Designed by animators Michael Patterson (who also created A-Ha’s Take On Me) and Candace Reckinger, MC Skat Kat, voiced by Derrick Stevens, was styled as a streetwise kitty with lyrical prowess and a Travis Bickle-style haircut.
He also boasted some serious moves, which were performed by the legendary Michael “Boogaloo Shrimp” Chambers (of Breakin’ and Electric Boogaloo fame) using green screen technology.
MC Skat Kat captured the imagination of the public, and some two months on from its release, Opposites Attract hit number one in the US early February 1990. It also won the Best Short Form Music Video award at the 1991 Grammys.
But what then?
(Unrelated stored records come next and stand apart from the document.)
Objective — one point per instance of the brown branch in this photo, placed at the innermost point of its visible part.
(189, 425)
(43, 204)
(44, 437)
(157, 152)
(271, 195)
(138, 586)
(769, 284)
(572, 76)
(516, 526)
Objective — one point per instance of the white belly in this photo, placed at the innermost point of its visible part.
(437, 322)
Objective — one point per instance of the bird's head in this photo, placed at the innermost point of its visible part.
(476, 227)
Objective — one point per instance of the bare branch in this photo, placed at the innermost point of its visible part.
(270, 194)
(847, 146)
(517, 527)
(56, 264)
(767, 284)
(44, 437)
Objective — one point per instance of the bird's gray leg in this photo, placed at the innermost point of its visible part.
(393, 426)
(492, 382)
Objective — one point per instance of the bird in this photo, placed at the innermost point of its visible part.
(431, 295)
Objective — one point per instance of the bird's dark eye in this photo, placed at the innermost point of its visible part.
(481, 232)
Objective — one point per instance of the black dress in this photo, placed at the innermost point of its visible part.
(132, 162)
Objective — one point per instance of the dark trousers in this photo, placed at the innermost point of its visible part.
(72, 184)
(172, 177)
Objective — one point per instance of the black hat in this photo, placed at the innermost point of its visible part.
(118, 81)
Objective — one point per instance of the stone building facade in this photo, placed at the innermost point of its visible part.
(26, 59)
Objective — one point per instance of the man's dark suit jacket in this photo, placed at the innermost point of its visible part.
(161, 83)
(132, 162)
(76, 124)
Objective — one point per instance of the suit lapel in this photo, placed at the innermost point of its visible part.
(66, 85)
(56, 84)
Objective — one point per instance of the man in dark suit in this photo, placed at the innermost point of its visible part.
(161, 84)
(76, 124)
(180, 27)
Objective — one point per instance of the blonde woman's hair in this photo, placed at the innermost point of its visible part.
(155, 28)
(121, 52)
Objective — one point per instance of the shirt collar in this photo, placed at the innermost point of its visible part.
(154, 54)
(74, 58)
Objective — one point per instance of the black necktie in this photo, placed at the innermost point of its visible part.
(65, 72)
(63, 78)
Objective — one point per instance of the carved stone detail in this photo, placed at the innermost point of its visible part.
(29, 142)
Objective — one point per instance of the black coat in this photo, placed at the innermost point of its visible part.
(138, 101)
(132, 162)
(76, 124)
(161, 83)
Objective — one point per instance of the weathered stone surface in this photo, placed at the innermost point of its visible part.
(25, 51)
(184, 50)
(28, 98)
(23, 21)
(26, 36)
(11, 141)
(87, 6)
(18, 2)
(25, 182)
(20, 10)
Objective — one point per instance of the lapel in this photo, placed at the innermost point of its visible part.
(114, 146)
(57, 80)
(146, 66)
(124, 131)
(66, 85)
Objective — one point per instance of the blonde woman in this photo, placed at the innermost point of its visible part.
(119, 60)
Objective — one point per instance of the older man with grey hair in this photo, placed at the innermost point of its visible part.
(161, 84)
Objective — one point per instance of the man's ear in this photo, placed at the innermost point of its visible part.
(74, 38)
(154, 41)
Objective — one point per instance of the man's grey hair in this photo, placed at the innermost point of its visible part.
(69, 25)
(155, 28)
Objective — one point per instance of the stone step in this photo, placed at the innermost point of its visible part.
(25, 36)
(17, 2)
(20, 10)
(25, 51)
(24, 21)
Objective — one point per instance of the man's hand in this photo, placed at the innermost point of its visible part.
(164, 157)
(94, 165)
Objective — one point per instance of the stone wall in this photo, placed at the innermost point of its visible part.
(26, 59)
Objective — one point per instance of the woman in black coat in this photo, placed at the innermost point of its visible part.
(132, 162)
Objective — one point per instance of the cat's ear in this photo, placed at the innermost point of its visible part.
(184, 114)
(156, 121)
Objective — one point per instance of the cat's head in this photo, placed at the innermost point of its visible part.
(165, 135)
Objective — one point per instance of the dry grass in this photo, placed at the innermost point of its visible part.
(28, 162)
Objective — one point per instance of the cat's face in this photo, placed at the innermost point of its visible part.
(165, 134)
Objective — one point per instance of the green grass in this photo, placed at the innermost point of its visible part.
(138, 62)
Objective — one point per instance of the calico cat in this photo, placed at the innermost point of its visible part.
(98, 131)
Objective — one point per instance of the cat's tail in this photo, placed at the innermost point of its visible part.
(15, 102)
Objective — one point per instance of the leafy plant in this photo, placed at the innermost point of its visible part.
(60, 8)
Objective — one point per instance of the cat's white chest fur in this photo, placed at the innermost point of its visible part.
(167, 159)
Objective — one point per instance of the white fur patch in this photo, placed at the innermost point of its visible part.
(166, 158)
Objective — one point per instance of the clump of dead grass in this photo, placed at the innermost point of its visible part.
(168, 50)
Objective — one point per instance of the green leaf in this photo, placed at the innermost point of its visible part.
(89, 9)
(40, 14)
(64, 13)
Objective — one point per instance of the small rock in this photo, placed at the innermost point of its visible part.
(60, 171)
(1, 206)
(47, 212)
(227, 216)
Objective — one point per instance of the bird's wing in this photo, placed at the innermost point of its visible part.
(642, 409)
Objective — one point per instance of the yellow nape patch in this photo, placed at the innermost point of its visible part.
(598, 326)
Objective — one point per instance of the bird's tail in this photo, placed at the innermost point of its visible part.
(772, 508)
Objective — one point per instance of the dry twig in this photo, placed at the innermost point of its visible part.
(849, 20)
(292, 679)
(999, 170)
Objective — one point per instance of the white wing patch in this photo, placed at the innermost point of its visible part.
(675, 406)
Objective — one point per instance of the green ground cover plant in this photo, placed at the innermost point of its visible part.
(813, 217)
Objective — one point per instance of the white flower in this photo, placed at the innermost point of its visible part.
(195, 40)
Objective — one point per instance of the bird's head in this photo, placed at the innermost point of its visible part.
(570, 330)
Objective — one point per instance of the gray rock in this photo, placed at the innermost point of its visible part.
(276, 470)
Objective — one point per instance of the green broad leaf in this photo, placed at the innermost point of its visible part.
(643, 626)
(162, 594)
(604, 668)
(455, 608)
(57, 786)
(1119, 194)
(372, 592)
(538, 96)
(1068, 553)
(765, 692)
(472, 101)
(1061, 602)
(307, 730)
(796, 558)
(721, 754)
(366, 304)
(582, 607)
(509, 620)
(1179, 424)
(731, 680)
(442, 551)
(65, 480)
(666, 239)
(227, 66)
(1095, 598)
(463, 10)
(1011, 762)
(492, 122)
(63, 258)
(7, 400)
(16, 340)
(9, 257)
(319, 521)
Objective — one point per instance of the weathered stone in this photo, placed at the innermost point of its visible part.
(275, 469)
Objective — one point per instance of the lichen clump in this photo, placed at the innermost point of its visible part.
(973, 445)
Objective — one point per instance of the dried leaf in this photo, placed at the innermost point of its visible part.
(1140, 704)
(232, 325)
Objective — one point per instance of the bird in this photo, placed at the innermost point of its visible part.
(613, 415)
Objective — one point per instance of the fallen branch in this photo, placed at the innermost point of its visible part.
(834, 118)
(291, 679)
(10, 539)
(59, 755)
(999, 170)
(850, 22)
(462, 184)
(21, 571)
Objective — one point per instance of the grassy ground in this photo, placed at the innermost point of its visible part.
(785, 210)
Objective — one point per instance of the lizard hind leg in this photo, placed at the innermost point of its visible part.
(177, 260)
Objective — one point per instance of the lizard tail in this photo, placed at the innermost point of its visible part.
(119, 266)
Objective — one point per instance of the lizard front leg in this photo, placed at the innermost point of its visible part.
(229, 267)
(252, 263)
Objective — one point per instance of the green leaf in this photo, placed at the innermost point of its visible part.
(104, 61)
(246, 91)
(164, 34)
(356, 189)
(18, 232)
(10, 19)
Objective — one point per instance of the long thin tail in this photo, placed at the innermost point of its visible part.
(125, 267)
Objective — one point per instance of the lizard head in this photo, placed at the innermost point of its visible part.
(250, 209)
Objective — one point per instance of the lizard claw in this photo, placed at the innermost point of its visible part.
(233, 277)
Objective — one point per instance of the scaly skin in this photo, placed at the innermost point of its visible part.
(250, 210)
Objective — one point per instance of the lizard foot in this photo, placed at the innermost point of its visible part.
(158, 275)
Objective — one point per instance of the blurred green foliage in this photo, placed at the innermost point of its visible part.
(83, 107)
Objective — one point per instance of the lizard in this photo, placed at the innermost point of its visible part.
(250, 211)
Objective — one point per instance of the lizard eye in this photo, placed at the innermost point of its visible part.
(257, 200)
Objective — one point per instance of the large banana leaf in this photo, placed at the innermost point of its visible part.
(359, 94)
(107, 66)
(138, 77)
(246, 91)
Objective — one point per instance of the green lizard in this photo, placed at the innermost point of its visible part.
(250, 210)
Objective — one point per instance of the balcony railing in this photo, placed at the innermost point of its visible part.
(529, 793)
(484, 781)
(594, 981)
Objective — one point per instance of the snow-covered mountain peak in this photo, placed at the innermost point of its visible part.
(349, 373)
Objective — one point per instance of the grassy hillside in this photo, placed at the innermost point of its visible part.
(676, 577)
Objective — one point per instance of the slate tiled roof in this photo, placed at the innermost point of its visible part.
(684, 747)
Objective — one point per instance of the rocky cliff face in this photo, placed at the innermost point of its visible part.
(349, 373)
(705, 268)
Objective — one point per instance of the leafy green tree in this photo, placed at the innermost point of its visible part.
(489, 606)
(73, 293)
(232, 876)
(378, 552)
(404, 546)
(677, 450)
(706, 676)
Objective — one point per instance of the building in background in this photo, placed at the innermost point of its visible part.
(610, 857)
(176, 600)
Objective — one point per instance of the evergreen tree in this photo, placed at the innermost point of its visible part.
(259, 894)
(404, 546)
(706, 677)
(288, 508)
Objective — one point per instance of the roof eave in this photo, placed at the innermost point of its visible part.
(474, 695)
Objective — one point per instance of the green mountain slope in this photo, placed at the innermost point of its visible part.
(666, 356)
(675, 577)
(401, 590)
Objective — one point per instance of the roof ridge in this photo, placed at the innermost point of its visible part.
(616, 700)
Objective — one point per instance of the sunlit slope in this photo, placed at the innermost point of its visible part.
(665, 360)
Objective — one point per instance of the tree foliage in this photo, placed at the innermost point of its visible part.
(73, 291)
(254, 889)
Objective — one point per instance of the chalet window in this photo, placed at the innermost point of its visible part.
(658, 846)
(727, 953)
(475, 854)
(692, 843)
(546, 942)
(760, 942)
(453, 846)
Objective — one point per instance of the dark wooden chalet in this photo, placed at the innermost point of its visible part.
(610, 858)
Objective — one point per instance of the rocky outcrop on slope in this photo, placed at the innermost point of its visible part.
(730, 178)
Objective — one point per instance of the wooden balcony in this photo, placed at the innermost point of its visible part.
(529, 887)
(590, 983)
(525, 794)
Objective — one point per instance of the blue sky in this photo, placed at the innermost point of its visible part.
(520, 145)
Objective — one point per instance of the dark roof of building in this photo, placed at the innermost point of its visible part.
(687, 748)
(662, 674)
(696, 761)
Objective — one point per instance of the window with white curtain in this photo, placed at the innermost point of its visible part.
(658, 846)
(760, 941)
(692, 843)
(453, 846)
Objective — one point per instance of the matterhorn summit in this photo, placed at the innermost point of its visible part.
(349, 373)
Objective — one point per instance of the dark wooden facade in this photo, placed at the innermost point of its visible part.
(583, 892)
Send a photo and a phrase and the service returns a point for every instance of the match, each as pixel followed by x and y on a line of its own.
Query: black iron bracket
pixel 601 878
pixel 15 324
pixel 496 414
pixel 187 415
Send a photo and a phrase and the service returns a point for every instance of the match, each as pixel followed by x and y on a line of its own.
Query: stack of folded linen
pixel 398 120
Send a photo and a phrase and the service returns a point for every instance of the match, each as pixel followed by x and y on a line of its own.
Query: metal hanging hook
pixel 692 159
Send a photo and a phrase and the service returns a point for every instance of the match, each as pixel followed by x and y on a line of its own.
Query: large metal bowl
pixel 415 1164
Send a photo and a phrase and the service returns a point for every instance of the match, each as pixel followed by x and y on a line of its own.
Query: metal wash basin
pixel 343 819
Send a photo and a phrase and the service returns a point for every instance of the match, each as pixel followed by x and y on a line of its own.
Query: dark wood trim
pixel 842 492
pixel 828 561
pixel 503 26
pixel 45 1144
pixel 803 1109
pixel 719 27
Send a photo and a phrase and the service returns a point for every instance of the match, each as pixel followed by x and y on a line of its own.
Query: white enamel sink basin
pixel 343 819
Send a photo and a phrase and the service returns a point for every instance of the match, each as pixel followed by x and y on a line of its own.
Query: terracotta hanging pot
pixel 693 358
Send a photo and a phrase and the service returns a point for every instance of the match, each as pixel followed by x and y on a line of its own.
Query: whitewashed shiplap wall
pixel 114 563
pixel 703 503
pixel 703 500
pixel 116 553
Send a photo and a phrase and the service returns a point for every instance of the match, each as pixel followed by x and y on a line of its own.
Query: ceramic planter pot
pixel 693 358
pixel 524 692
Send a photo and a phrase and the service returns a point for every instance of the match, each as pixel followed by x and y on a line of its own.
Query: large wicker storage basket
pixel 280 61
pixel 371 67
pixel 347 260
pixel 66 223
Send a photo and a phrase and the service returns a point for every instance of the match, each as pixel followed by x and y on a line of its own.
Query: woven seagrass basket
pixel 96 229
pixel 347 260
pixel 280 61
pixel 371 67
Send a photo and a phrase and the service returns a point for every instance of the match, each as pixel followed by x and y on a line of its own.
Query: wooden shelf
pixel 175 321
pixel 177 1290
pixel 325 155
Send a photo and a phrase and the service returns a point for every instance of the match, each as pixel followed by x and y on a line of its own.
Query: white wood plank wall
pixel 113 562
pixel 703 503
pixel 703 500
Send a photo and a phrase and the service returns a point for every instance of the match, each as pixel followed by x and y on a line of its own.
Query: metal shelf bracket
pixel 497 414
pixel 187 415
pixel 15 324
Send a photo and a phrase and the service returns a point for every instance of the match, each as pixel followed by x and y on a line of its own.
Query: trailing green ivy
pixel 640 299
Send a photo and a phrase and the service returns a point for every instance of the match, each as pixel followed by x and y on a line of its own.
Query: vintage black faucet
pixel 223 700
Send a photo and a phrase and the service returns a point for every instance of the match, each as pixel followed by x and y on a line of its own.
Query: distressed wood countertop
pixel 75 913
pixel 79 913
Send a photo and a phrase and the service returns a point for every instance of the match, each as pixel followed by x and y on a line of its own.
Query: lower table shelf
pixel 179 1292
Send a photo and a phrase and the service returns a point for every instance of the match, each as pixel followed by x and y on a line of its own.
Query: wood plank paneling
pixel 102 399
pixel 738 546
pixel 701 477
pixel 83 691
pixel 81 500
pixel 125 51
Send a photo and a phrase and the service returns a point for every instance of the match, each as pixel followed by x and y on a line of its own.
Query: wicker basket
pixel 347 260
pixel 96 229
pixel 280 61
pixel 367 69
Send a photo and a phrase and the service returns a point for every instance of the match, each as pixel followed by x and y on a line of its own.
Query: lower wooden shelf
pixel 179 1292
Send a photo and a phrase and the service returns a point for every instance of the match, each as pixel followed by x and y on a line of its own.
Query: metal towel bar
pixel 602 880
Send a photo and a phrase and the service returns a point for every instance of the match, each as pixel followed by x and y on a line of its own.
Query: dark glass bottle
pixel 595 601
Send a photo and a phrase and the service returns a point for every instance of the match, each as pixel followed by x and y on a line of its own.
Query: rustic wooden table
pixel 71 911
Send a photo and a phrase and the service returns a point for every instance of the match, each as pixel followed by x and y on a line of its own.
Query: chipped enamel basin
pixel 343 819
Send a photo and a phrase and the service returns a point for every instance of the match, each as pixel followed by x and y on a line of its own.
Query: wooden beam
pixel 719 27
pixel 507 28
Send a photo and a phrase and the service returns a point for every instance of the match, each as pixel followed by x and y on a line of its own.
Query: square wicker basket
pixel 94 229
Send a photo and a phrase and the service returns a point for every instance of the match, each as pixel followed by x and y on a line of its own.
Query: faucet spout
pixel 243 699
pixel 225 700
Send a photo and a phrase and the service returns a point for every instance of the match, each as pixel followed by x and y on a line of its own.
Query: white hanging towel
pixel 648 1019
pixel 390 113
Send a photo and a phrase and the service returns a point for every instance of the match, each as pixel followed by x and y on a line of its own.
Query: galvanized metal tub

Was MC Skat Kat doomed to fade into obscurity, like fellow late 80s heroes Yahoo Serious or Roger Rabbit?
This is one pussy that would not go gently into that good night.
Bolstered by the success of Opposites Attract, an animated ‘group’ (a precursor to Gorillaz?) was hastily assembled, MC Skat Kat and the Stray Mob, which saw Skat team up with characters Fatz, Taboo, Micetro, Leo, Katleen, and Silk, several of which had similarly appeared in Abdul’s video.
1991 saw the release of an album, The Adventures of MC Skat Kat and the Stray Mob, which featured a number of feline-inspired cuts – I Ain’t No Kitty, No Dogs Allowed, On The Prowl and New Kat Swing.
Skat Strut, which borrowed heavily from Earth, Wind & Fire’s Let’s Groove, was only single to be released, with Abdul emerging from an inkwell (and why not!) in the accompanying video.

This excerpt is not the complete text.